Małe przedsiębiorstwa wraz z całym przemysłem lekkim mają wesprzeć rosyjską inwazję w Ukrainie - wzywał jesienią ubiegłego roku premier Rosji Michaił Miszustin. Od tego czasu niemal cała gospodarka przestawiła się na wojenne tory.
W obliczu rosnących wydatków na inwazję na Ukrainę sektory związane z produkcją wojskową osiągnęły znacznie lepsze wyniki niż oczekiwano. Rosyjski przemysł nieoczekiwanie odbił się po raz pierwszy od roku - pisze Bloomberg.
Rosja odrabia straty
Według Federalnej Służby Statystycznej produkcja przemysłowa wzrosła w marcu o 1,2 proc. w porównaniu z rokiem poprzednim. Tym samym "znacznie odrobiła spadek o 1,4 proc. oczekiwany w ankiecie Bloomberga przeprowadzonej wśród ekonomistów" - czytamy.
Produkcja przemysłowa wzrosła o ponad 6 proc. - wskazują służby statystyczne.

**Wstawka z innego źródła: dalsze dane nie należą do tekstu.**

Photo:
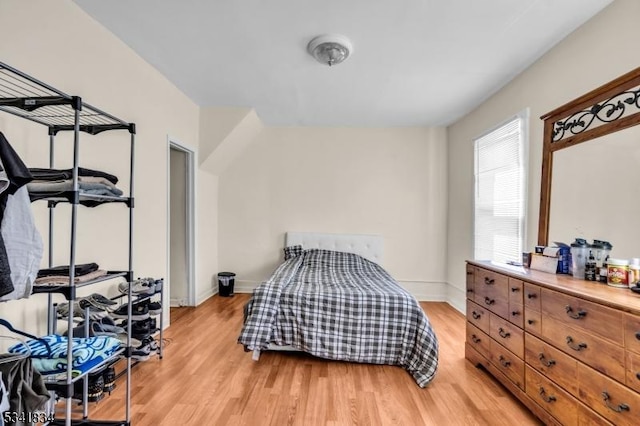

Aż o 30 proc. wzrosła produkcja "gotowych wyrobów metalowych", w tym broni i amunicji - wylicza Bloomberg.
Komputery i elektronika, które według ekonomistów mogą obejmować części do silników lotniczych i rakietowych, a także celowniki optyczne i inne systemy, wzrosły o 23 proc.
Produkcja "pozostałego transportu", która obejmuje pojazdy bojowe, samoloty i okręty, wzrosła drugi miesiąc z rzędu o ponad 10 proc.